The euro has proven quite strong over the last 18 months, gaining nearly 13% on the U.S. dollar since July 2012.
But that trend looks like it will soon reverse — a welcomed change for German exporters and U.S. dollar bulls, alike.
Here’s a chart of the EUR/USD exchange rate going back to mid-2012.
As you can see, I’ve drawn a trend line (in blue) connecting the higher lows that are characteristic of a sustained uptrend.
Successively higher highs are also characteristic of sustaining uptrends. That’s why the euro’s failure to break above its October highs (left-most red circle) in December (right-most red circle) is a warning sign that the euro’s bullish trend is waning.
The euro is now trading at 1.3660, just 1% higher than the trend line that has supported the euro since 2012.

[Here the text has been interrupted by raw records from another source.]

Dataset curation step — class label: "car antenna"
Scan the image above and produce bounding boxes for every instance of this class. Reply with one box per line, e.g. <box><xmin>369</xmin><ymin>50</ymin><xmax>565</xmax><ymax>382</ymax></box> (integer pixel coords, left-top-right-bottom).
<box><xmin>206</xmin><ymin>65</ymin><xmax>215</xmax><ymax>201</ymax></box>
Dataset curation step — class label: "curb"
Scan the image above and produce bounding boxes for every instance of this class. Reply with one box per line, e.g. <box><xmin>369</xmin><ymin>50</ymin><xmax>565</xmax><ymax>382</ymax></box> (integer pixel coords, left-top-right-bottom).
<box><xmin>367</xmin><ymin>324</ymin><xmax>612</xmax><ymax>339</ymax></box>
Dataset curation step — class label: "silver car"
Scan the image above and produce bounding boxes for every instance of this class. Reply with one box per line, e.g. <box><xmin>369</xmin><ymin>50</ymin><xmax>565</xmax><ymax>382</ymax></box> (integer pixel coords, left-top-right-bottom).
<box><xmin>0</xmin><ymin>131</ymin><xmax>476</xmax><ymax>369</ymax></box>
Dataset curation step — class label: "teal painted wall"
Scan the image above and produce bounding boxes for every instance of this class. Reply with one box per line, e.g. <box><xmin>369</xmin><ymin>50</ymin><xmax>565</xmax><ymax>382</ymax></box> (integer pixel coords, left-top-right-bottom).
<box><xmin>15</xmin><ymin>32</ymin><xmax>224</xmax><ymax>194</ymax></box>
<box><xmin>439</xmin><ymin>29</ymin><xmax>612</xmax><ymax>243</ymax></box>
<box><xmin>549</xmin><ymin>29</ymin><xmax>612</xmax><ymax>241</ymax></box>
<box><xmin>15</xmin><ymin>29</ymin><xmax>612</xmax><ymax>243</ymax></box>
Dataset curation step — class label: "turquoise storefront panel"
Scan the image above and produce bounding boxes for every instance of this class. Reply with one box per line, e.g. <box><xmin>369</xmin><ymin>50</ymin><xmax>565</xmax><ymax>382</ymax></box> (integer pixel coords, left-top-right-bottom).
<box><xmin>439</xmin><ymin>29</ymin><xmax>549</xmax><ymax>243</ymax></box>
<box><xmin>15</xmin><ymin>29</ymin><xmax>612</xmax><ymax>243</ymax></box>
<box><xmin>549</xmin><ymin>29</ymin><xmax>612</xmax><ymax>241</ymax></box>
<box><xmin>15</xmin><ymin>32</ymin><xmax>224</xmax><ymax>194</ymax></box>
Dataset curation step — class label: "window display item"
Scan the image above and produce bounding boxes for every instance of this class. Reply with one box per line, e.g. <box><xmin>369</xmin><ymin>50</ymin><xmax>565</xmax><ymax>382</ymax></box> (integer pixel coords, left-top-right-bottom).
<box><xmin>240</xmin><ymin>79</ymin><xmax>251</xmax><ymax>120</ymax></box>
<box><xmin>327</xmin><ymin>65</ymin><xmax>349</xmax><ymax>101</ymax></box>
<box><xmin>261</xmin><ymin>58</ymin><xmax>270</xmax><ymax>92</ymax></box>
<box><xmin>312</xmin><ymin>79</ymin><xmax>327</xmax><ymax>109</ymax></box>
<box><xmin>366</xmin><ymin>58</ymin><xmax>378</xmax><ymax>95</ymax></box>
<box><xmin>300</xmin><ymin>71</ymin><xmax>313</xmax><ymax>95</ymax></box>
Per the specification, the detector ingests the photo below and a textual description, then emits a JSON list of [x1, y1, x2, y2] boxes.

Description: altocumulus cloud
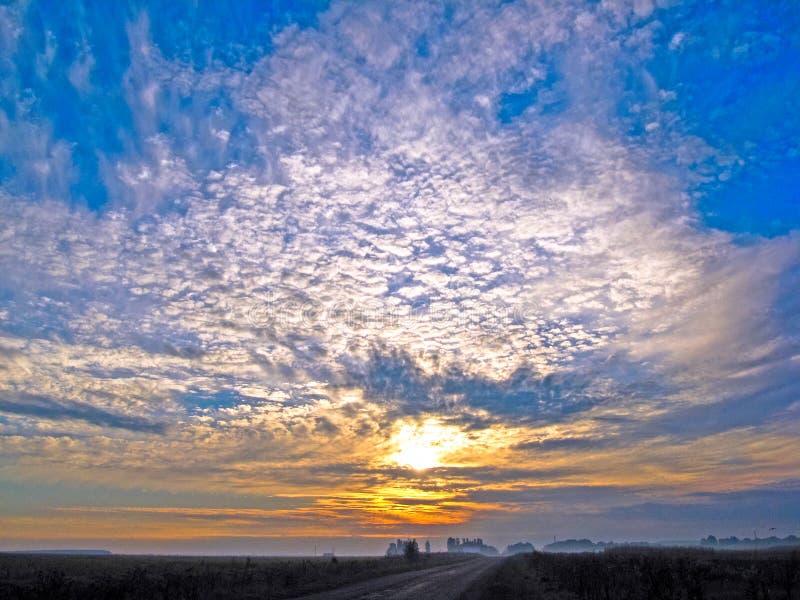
[[0, 1, 800, 544]]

The range between 1.34 and 1.35 is the level to watch. A break below this support zone means the trend line is broken and further declines are likely, probably as far down as the 1.27 to 1.30 range, in the short-term.
That’s a healthy decline of at least 5% — a move welcomed by both German exporters and investors in the U.S. dollar.
BMWs become more cost-competitive when the euro weakens, so Germany would like to see the euro lose some of its recently pumped-up value.
Meanwhile, the U.S. dollar now has a bullish wind at its back as emerging-market currencies are spiraling downward, triggering a global flight to safety that always benefits the dollar.
It looks like the strong euro’s days are numbered. Make sure you have exposure to this currency trend-in-reversal, either through a bullish dollar play, like the PowerShares U.S. Dollar Bull ETF (NYSE: UUP), or a bearish euro play, like the ProShares UltraShort Euro ETF (NYSE: EUO).